Eucharistic Foundations and Social Transformation: The Eucharistic Thought of Benedict XVI
Between October 1 and 16, 2013, the Federal Government of the United States was effectively “shut down” due to Congress’s inability to resolve the budget for fiscal year 2014. In contemporary American politics, we have become accustomed to stalemates in public policy and political processes being driven by ever-increasing polarization. These polemical trends have become the dichotomous lens through which the media and our world perceive reality. The Church is not immune to such polarization, especially in how the media and general public often caricaturize Church leadership and doctrine.
Since his election on March 13, 2013, Pope Francis has been a media darling, being frequently portrayed in stark contrast to his predecessor, Pope Benedict XVI, especially in terms of the pastoral and social emphasis of his pontificate. The height of Pope Francis’s 2013 media rise was his being named Time Magazine’s Person of the Year. A lesser known public media accolade was that The Advocate also named the Pontiff as their Person of the Year, a surprising pick for a LGBT publication. Although both Time Magazine and The Advocate couched Francis’s often-interpreted liberal worldview in a more balanced light, such nuance is lost on most of the media. A quintessential culmination of the division depicted between Francis and Benedict in public discourse is the February 13, 2014 Rolling Stone cover story: “Pope Francis, the Times They Are A-Changin’.” A central theme of this division is the caricaturization of Benedict’s doctrinal and liturgical emphasis and Francis’s interest in poverty and inequality. The article claims:
Francis threw down a real marker in November, with the release of his first apostolic exhortation, or official written teaching. Apostolic exhortations under John Paul II and Benedict tended toward the dogmatic (JPII’s Familiaris Consortio restated orthodox Church teaching on birth control and the traditional family) or the wonky (Benedict’s Sacramentum Caritatis spent 32,000 words on the Eucharist). In this context, the blistering attacks on income inequality in Francis’ Evangelii Gaudium (“The Joy of the Gospel”) resonate like a bomb.1
Many conversations, formal and informal, in theological circles seem to focus on how “progressive” Francis is or is not. However, little energy seems to center on determining the legitimacy of portraying his predecessor as out of touch and disinterested in the concerns of our time. Has Francis departed that significantly from Benedict? Is a pontificate that would dedicate so much verbiage toward the Eucharist somehow inherently disinterested in the plight of the poor, or is there more depth to what Benedict was attempting to accomplish? Did he provide a more significant foundation for the social emphasis of Francis than may be thought by the general public?

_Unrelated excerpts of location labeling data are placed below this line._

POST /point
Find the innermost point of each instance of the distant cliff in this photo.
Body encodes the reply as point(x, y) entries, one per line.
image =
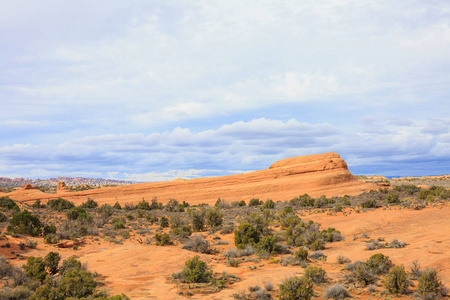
point(70, 181)
point(320, 174)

Given the popular conception of Pope Benedict XVI as a radical conservative, there was little surprise when he issued the Motu Proprio Summorum Pontificum, allowing what he called the extraordinary form of the Mass (usus antiquior), the 1962 Missal of Blessed John XXIII—functionally known as the Traditional Latin Mass of the council of Trent—to be celebrated more freely in the Church. He is also known for attempted reconciliation with the schismatic conservative group The Society of St. Pius X. Under him, the Congregation of the Doctrine of the Faith took steps toward correcting what the Roman Curia deemed a “doctrinal crisis” among women religious in the United States. More surprising to many has been the pastoral nature of his encyclical letters Deus Caritas Est and Spe Salve, along with the post-synodal apostolic exhortation, Sacramentum Caritatis. Yet more striking still was the release of Benedict’s last official encyclical as a reining pontiff, Caritas in Veritate. Lisa Sowle Cahilldescribes the encyclical letter as “a concrete response to global poverty and violence, especially the inequities and imbalances of power that lie behind the global economic crisis of 2008 to 2010.”2
For many, this document was so unexpected that some of Benedict’s greatest supporters, like George Weigel, responded with criticism and even redactions in search of what was an “authentic” voice of the Pope amidst what were seen by critics as external intellectual influences. Benedict advocated both for what some would classify as anachronistic liturgy and ritual, and major structural change in social, economic, and political spheres. For many this is inherently contradictory. I believe that these two “poles” grow from the same intellectual tradition exhibiting a remarkable continuity (though not without evolution of thought) within the theology of then Joseph Cardinal Ratzinger and now Pope Emeritus Benedict XVI.3 If this continuity of thought is true, then the emphasis of Francis on the poor is not a departure from the theology of Benedict but an ever increasing praxis of what was set forth by his predecessor. It may be in fact a concrete manifestation of the liturgical axiom, lex orandi, lex credendi, lex vivendi.